The biggest reason for what seems like universal optimism about this team has been the recent power surge from left-fielder Justin Upton. After a terribly disappointing first four months of the season, which finally got him benched for a few games, Upton is hitting .339 (19-56), with eight home runs and four doubles and 21 RBIs in his past 15 games.


Of those eight homers, five have put Detroit ahead and three stood as game-winners – like Monday’s 11th-inning three-run blast to clinch a 5-3 win. Prior to his benching, Upton had three hits in 50 at-bats.


One more example of what a difference a year makes: Last September at this time, Brad Ausmus was a dead man walking. Everyone in baseball expected him to be fire. And then he wasn’t.


Now, remarkably, he’s among the leading candidates for Manager of the Year. If the Tigers end up in the playoffs, he’ll probably win it. And he’ll deserve it. In the midst of an epidemic of devastating injuries to key players, Ausmus kept his team in contention with smoke, mirrors and rookie pitchers in the starting rotation – three of them to replace three veteran starters lost to injury.


While the out-of-town scoreboard becomes more interesting this time of year, the Tigers can feel good knowing they hold the keys to their own fortunes. They have seven games remaining with Cleveland, including four at home in the final week of the season. And their final three games of the season series with Baltimore begins Friday at Comerica Park, which could help them put the Orioles in their rear-view mirror in the wildcard race.


It’s hard not to get a bit excited about the Tigers’ post-season chances.


The Lions? Not so much, but I’m not nearly as pessimistic as the odds makers who peg the Lions to be a 100-1 shot to win the Super Bowl. Only Cleveland (200-1) and San Francisco (150-1) are worse.


Green Bay is the overwhelming favorite to win the NFC North again, with Minnesota expected to be breathing down the neck of the Packers. At least until quarterback Teddy Bridgewater went down with a season-ending injury, forcing the Vikings to spend a No. 1 draft pick to acquire Sam Bradford.
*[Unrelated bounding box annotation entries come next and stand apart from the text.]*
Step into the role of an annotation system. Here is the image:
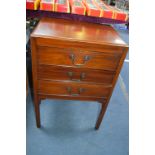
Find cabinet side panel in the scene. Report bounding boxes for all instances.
[30,37,37,100]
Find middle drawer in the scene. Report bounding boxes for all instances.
[37,65,114,84]
[38,80,111,98]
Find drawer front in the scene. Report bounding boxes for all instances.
[38,65,114,84]
[38,80,111,97]
[38,47,121,71]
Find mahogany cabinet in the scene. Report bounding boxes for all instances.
[31,18,128,129]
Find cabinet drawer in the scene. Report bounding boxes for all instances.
[37,47,121,71]
[38,80,111,97]
[38,65,114,84]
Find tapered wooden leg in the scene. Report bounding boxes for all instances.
[34,97,40,128]
[95,104,106,130]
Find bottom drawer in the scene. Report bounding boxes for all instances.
[38,80,111,97]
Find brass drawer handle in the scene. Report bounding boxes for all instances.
[67,72,86,82]
[67,87,84,96]
[69,54,91,67]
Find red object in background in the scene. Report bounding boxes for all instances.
[83,0,102,17]
[70,0,86,15]
[105,4,128,21]
[54,0,70,13]
[40,0,55,11]
[95,0,114,19]
[26,0,40,10]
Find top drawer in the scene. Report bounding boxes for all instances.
[37,47,121,71]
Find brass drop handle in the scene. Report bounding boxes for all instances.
[67,72,86,82]
[67,87,84,96]
[69,54,91,67]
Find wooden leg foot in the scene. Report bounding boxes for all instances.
[34,99,41,128]
[95,104,106,130]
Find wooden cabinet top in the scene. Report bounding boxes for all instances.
[31,18,128,47]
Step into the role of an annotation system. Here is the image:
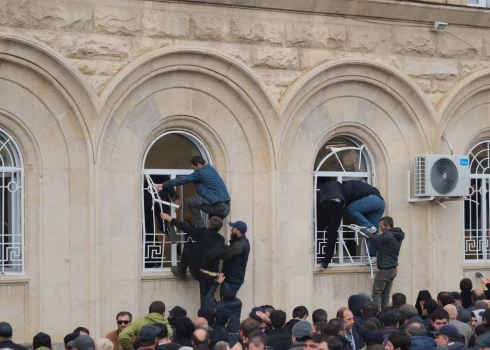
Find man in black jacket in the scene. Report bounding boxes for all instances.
[220,221,250,294]
[316,181,345,270]
[0,322,27,350]
[160,213,225,300]
[342,180,386,263]
[361,216,405,310]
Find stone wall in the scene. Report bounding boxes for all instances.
[0,0,490,104]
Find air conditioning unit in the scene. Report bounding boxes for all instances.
[414,155,470,197]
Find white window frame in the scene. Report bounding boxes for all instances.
[141,130,213,272]
[0,128,25,275]
[463,140,490,262]
[313,136,376,267]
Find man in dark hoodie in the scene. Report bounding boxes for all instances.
[284,306,309,333]
[361,216,405,310]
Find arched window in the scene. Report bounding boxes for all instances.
[0,129,24,275]
[314,136,375,265]
[142,131,212,271]
[464,140,490,260]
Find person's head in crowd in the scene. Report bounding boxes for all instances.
[364,329,385,345]
[311,309,328,324]
[431,309,449,331]
[415,290,432,316]
[192,329,209,346]
[95,338,114,350]
[303,333,329,350]
[471,289,485,304]
[293,306,309,320]
[116,311,133,330]
[32,332,52,350]
[63,333,77,350]
[327,336,344,350]
[248,331,267,350]
[385,332,412,350]
[324,318,345,337]
[471,309,485,329]
[459,278,473,292]
[154,323,169,344]
[392,310,405,327]
[451,292,463,307]
[422,299,439,316]
[391,293,407,307]
[167,306,187,326]
[216,307,231,328]
[67,335,95,350]
[405,322,427,337]
[73,327,90,336]
[192,317,209,331]
[379,312,398,328]
[313,321,328,334]
[240,317,259,344]
[213,341,230,350]
[174,317,195,339]
[361,301,379,319]
[269,310,287,329]
[475,300,488,310]
[148,301,165,317]
[291,321,313,343]
[261,305,275,318]
[437,292,456,307]
[197,308,216,327]
[432,324,461,347]
[337,308,354,333]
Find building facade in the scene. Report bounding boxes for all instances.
[0,0,490,342]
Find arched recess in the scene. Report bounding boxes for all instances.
[96,48,278,332]
[274,59,435,314]
[0,33,96,342]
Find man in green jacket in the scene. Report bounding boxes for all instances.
[119,301,173,350]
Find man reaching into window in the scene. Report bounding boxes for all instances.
[156,156,230,231]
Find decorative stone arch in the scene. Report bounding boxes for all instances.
[275,58,435,314]
[96,47,278,324]
[0,33,97,341]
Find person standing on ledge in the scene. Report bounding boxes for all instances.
[156,156,231,230]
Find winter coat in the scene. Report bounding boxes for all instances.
[362,227,405,269]
[267,328,293,350]
[410,335,436,350]
[119,312,173,350]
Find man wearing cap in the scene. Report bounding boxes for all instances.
[221,221,250,294]
[0,322,26,350]
[67,335,95,350]
[431,324,466,350]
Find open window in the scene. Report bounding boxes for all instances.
[314,136,375,265]
[142,131,212,271]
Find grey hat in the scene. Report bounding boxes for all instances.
[66,335,95,350]
[292,321,313,339]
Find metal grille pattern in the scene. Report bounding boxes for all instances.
[0,129,24,275]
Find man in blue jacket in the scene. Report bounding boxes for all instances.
[156,156,230,232]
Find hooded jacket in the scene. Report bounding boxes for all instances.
[119,312,174,350]
[410,335,436,350]
[362,227,405,269]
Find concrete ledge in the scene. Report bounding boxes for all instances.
[173,0,490,28]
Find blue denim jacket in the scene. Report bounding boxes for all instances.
[165,164,230,204]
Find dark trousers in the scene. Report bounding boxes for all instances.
[373,267,396,310]
[319,200,344,264]
[187,197,230,227]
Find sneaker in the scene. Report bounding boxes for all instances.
[170,266,186,281]
[167,223,177,244]
[366,226,378,234]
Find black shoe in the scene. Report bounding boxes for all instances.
[167,223,177,244]
[170,266,187,281]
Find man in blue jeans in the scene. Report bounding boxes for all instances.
[342,180,386,264]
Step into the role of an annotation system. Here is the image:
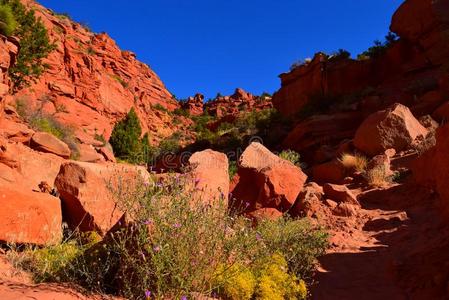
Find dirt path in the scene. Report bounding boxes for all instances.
[312,181,449,300]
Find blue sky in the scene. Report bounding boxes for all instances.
[39,0,402,98]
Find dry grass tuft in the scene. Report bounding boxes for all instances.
[366,166,390,187]
[339,153,368,172]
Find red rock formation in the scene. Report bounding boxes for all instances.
[6,1,184,144]
[231,143,307,212]
[189,150,229,203]
[55,162,149,235]
[354,104,428,156]
[204,88,273,118]
[0,184,62,245]
[182,94,204,116]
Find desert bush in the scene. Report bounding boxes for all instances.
[0,0,55,92]
[10,175,327,299]
[109,108,149,163]
[0,4,17,36]
[339,153,368,172]
[357,32,398,60]
[366,166,390,187]
[279,150,301,167]
[15,98,79,160]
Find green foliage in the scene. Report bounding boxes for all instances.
[173,108,190,118]
[11,175,326,299]
[15,98,79,160]
[0,4,17,36]
[109,108,148,163]
[279,150,301,167]
[110,74,129,89]
[229,160,239,180]
[0,0,55,91]
[357,32,398,60]
[151,103,169,113]
[332,49,351,59]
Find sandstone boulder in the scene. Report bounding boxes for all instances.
[0,185,62,245]
[354,104,428,156]
[189,150,229,202]
[323,183,359,205]
[412,125,449,216]
[232,143,307,212]
[312,159,347,183]
[78,144,104,163]
[55,162,149,235]
[30,132,71,158]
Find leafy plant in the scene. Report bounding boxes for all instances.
[0,4,17,36]
[109,108,144,163]
[279,150,301,167]
[9,175,327,299]
[0,0,55,92]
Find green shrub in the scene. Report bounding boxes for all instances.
[109,108,144,163]
[0,0,55,92]
[0,4,17,36]
[15,98,79,160]
[10,175,326,299]
[279,150,301,167]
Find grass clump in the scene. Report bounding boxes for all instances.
[339,153,368,172]
[366,166,390,187]
[9,175,327,299]
[0,4,17,36]
[279,150,301,167]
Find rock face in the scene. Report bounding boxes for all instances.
[7,1,182,144]
[30,132,71,158]
[354,104,428,155]
[204,88,273,118]
[232,143,307,212]
[413,125,449,216]
[0,184,62,245]
[189,150,229,203]
[55,162,149,235]
[182,94,204,116]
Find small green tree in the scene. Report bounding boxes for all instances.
[0,4,17,36]
[109,108,143,162]
[0,0,55,91]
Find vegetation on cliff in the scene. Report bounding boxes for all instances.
[0,0,55,91]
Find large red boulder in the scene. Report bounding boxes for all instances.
[354,104,429,156]
[232,143,307,212]
[189,150,229,203]
[30,132,71,158]
[412,125,449,216]
[55,162,149,235]
[0,184,62,245]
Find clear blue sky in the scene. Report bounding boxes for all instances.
[39,0,402,98]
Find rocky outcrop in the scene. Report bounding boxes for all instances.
[182,94,204,116]
[30,132,71,158]
[231,143,307,212]
[0,184,62,245]
[189,150,229,203]
[412,125,449,216]
[55,162,149,235]
[204,88,273,118]
[354,104,428,155]
[8,1,187,144]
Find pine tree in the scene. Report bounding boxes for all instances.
[109,108,143,162]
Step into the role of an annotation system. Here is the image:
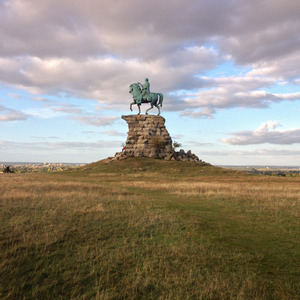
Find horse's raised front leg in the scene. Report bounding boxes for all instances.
[130,102,136,111]
[155,105,160,116]
[146,104,153,115]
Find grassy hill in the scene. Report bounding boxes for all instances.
[0,158,300,299]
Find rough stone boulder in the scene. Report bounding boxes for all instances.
[112,115,206,162]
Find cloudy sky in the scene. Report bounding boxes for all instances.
[0,0,300,166]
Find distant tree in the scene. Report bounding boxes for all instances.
[3,166,14,173]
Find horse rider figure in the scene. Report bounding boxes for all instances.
[139,78,150,101]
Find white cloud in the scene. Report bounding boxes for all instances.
[0,0,300,118]
[69,116,119,127]
[0,105,28,122]
[222,121,300,145]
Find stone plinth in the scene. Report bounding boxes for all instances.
[122,115,173,159]
[110,115,206,164]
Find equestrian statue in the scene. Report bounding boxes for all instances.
[129,78,164,115]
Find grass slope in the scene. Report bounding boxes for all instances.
[0,158,300,299]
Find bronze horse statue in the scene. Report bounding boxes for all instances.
[129,83,164,115]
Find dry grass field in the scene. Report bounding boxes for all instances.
[0,158,300,299]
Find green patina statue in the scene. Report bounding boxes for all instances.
[129,78,164,115]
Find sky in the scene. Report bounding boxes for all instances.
[0,0,300,167]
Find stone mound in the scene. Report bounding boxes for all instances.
[112,115,203,162]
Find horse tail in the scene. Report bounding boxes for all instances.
[158,93,164,107]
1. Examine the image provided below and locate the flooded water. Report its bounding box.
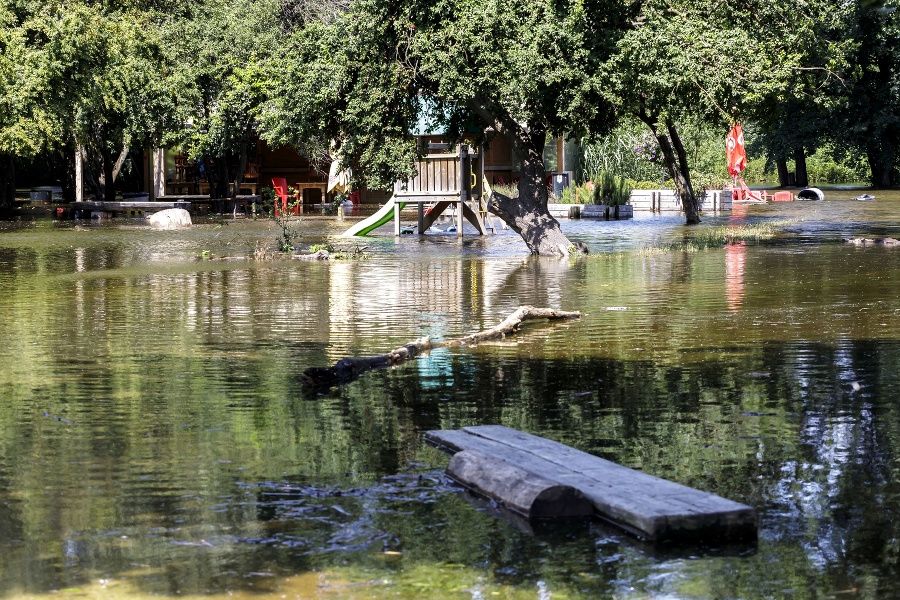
[0,191,900,599]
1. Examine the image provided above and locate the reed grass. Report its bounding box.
[640,218,803,254]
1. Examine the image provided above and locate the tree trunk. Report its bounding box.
[57,144,77,202]
[488,157,586,256]
[775,154,791,187]
[638,112,700,225]
[866,145,893,188]
[794,145,809,187]
[467,100,587,256]
[99,139,116,202]
[210,156,228,198]
[0,154,16,218]
[112,145,128,182]
[82,147,103,200]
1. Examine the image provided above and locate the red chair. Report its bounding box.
[272,177,300,217]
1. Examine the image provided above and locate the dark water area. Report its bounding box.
[0,190,900,599]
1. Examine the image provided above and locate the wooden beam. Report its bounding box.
[447,450,594,520]
[425,425,757,542]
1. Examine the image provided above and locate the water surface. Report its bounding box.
[0,191,900,598]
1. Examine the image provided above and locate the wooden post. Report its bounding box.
[394,198,400,236]
[456,144,471,237]
[150,148,166,200]
[556,136,566,173]
[447,450,594,519]
[75,144,84,202]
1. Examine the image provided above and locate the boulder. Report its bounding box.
[148,208,191,229]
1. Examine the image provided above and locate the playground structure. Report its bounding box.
[731,177,794,203]
[344,144,493,237]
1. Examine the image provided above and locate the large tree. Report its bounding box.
[600,0,852,224]
[265,0,627,255]
[164,0,280,198]
[0,0,181,204]
[832,0,900,187]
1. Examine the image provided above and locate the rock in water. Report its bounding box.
[149,208,191,229]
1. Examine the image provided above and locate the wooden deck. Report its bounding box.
[425,425,757,542]
[68,194,260,216]
[69,200,191,214]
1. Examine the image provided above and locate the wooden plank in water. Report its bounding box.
[425,425,757,541]
[447,450,594,519]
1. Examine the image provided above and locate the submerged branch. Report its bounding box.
[300,306,581,390]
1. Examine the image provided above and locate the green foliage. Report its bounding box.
[0,0,174,156]
[272,211,301,252]
[559,185,593,204]
[261,0,624,188]
[593,171,631,206]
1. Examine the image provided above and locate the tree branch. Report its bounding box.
[300,306,581,391]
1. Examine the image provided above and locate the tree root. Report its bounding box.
[300,306,581,390]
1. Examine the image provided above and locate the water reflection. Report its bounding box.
[0,196,900,598]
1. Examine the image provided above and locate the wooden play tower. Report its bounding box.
[344,144,488,237]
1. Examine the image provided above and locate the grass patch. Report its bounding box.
[640,218,803,254]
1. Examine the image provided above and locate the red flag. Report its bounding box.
[725,123,747,177]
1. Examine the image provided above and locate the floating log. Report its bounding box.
[425,425,757,542]
[447,450,594,520]
[300,306,581,389]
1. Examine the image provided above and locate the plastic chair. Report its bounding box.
[272,177,300,217]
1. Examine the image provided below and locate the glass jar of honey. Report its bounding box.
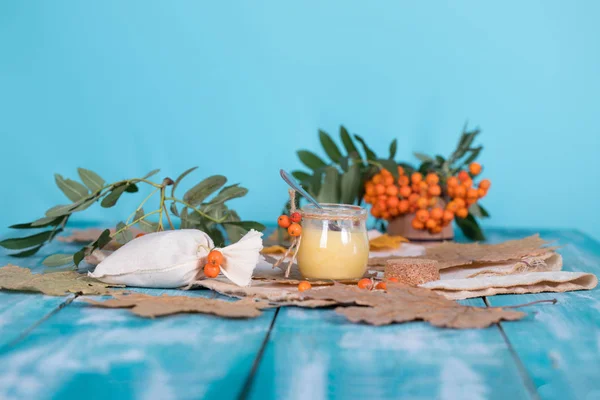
[297,204,369,280]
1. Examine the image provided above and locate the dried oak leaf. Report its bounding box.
[303,283,525,329]
[0,264,122,296]
[84,293,269,318]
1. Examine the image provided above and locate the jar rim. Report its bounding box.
[300,203,367,220]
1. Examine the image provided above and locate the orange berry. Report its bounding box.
[456,208,469,218]
[385,197,400,210]
[398,200,410,214]
[288,222,302,237]
[446,199,464,213]
[429,225,442,234]
[411,218,425,231]
[408,193,421,204]
[425,218,437,229]
[425,172,440,186]
[357,278,373,290]
[204,264,221,278]
[410,172,423,183]
[277,215,292,229]
[429,207,444,221]
[429,185,442,196]
[446,176,458,188]
[385,185,398,197]
[371,206,381,218]
[415,210,429,223]
[399,186,412,199]
[206,250,225,265]
[442,210,454,222]
[469,162,481,175]
[417,197,429,209]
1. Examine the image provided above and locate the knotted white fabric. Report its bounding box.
[89,229,262,289]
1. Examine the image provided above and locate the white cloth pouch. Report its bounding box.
[89,229,262,289]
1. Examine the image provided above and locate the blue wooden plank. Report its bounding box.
[487,231,600,399]
[0,290,274,400]
[249,299,530,400]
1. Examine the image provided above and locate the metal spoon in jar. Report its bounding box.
[279,169,342,232]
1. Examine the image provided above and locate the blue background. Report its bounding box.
[0,0,600,238]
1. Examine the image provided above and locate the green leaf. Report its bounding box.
[292,171,312,183]
[92,229,112,249]
[100,185,127,208]
[377,158,400,180]
[54,174,89,202]
[125,183,140,193]
[115,222,133,244]
[183,175,227,206]
[340,164,361,204]
[209,184,248,204]
[77,168,105,192]
[390,139,398,160]
[0,228,62,250]
[319,130,342,163]
[340,125,360,158]
[354,135,377,161]
[142,169,160,179]
[222,221,267,232]
[297,150,327,171]
[171,167,198,197]
[73,247,86,266]
[317,167,340,203]
[9,245,43,258]
[413,152,433,162]
[455,214,485,241]
[42,254,73,267]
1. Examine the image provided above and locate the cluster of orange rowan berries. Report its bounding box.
[277,212,302,237]
[204,250,225,278]
[364,162,490,233]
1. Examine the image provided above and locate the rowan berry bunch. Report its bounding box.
[277,211,302,237]
[364,162,490,234]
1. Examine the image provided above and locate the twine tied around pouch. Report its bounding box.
[273,189,302,278]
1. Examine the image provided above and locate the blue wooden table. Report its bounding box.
[0,229,600,400]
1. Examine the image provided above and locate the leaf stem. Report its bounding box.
[165,197,228,224]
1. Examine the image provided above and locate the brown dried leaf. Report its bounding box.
[85,293,269,318]
[369,234,556,269]
[302,283,525,329]
[0,264,122,296]
[369,233,408,251]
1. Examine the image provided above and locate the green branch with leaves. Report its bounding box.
[0,167,265,267]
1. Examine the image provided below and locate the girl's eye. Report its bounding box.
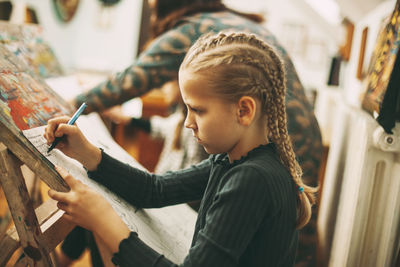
[190,107,202,114]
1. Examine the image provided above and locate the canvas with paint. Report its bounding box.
[0,21,64,78]
[0,44,72,130]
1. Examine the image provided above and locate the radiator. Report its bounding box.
[317,104,400,267]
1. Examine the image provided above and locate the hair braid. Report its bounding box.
[181,32,316,228]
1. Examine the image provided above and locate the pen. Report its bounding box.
[47,103,87,153]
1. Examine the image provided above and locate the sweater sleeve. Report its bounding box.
[75,23,198,113]
[114,168,276,267]
[88,151,211,208]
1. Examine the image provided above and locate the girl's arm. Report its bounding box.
[43,116,101,171]
[49,166,130,253]
[88,152,211,208]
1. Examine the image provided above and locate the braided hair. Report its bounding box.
[181,32,316,228]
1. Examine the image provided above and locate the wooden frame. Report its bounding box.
[339,19,354,61]
[356,27,368,80]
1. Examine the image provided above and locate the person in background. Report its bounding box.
[44,32,316,267]
[73,0,322,266]
[103,80,208,174]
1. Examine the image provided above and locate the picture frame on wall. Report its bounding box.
[362,0,400,134]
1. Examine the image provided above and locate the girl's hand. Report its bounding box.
[43,116,101,171]
[48,166,130,253]
[48,166,114,231]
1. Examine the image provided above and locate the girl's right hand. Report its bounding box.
[43,116,101,170]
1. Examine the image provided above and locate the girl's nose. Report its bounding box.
[184,112,196,129]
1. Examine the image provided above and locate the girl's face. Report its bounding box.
[179,70,243,155]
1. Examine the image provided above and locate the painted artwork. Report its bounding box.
[0,21,64,78]
[362,0,400,133]
[0,44,71,130]
[53,0,79,22]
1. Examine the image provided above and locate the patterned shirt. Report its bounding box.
[89,143,298,267]
[75,11,322,185]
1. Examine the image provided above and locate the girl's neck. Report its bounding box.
[227,131,269,163]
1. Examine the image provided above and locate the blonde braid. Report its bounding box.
[181,32,316,228]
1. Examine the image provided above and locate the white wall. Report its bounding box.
[341,0,396,107]
[224,0,341,90]
[13,0,142,71]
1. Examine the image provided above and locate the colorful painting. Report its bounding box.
[0,44,72,130]
[53,0,79,22]
[362,0,400,133]
[0,22,63,78]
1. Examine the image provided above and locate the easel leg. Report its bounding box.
[0,146,53,267]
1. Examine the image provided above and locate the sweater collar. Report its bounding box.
[214,143,275,167]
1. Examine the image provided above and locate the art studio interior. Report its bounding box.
[0,0,400,267]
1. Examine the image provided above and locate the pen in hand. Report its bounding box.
[47,103,87,153]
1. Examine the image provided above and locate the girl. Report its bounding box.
[45,33,315,267]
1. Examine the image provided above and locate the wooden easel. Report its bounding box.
[0,120,74,267]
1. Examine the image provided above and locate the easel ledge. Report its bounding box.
[0,117,74,267]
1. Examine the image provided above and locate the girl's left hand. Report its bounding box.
[48,166,115,231]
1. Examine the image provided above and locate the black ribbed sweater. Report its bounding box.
[89,144,298,267]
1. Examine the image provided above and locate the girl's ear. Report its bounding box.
[237,96,257,126]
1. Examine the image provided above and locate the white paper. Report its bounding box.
[23,113,197,263]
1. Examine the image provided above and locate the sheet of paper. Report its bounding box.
[23,113,197,263]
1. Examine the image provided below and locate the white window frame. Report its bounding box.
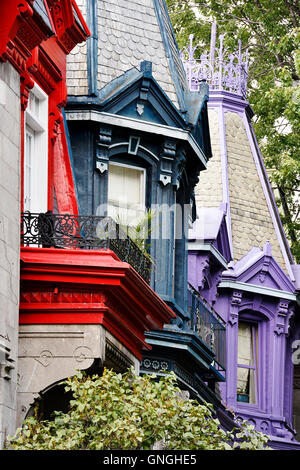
[107,162,146,225]
[24,83,48,213]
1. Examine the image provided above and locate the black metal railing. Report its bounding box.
[188,284,226,372]
[21,211,152,283]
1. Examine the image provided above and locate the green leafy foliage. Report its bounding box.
[9,369,268,450]
[167,0,300,262]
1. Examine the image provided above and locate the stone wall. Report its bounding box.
[0,63,21,448]
[17,324,139,426]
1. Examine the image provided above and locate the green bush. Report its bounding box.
[9,369,268,450]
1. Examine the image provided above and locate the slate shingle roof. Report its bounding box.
[67,0,187,109]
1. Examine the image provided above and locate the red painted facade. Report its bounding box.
[0,0,175,359]
[0,0,90,214]
[20,247,175,359]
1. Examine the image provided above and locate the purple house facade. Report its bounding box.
[182,31,300,450]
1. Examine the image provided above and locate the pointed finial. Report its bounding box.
[209,20,217,67]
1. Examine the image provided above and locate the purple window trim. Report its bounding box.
[236,318,260,406]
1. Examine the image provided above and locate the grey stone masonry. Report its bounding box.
[0,63,21,448]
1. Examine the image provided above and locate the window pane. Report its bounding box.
[108,164,145,225]
[237,322,257,403]
[238,323,254,366]
[24,131,33,211]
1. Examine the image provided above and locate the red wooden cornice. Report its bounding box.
[48,0,91,54]
[0,0,54,73]
[20,247,175,359]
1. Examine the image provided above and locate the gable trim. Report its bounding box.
[66,109,207,169]
[218,281,297,302]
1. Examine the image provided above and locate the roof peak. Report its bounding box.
[180,21,249,99]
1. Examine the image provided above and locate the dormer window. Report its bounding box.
[237,322,258,404]
[108,162,146,226]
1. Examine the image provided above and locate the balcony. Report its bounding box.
[188,284,226,375]
[21,211,152,284]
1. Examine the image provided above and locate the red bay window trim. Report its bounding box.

Detroit and Chicago are expected to bring up the rear, and not necessarily in that order. But without Bridgewater, the Vikings aren’t nearly as likely to make the playoffs as a lot of prognosticators suggest – so the division race behind Green Bay could get real interesting.


Most people expect the Lions to slide backward primarily because of the loss of receiver Calvin Johnson, one of the game’s most dangerous offensive players, who retired. But that also could be the very reason to expect them to lurch forward a bit – if a young offensive line can keep quarterback Matt Stafford off his back.


An offense without Johnson will be forced to diversify, making it more difficult to contain. And the Lions defense, with a line as dangerous as any team in the league, should keep them in a lot of games.


The Lions completely overhauled their front office, now led by Executive Vice President and General Manager Bob Quinn, who came over from the New England Patriots. Pundits already are predicting that after another playoff-less season, Detroit will turn over the coaching staff. One name that has already surfaced: Patriots offensive coordinator Matt Patrica.


That hardly seems fair to talk about before the Lions have played a down this season. They open the season Sunday when they visit Indianapolis – no easy assignment.


But I’ll go out on sturdy limb and predict the Lions, as the Tigers have all season, will at least keep things interesting heading into the final weeks of the season. An 8-8 finish is not unreasonable, and with the right break here or there, they could be in the playoff conversation at 9-7.


Considering where they both started, qualifying for a playoff berth is a lot to ask. But the Tigers, with a compete-level as high as we’ve seen it in years – have given the Lions a lovely blueprint for success.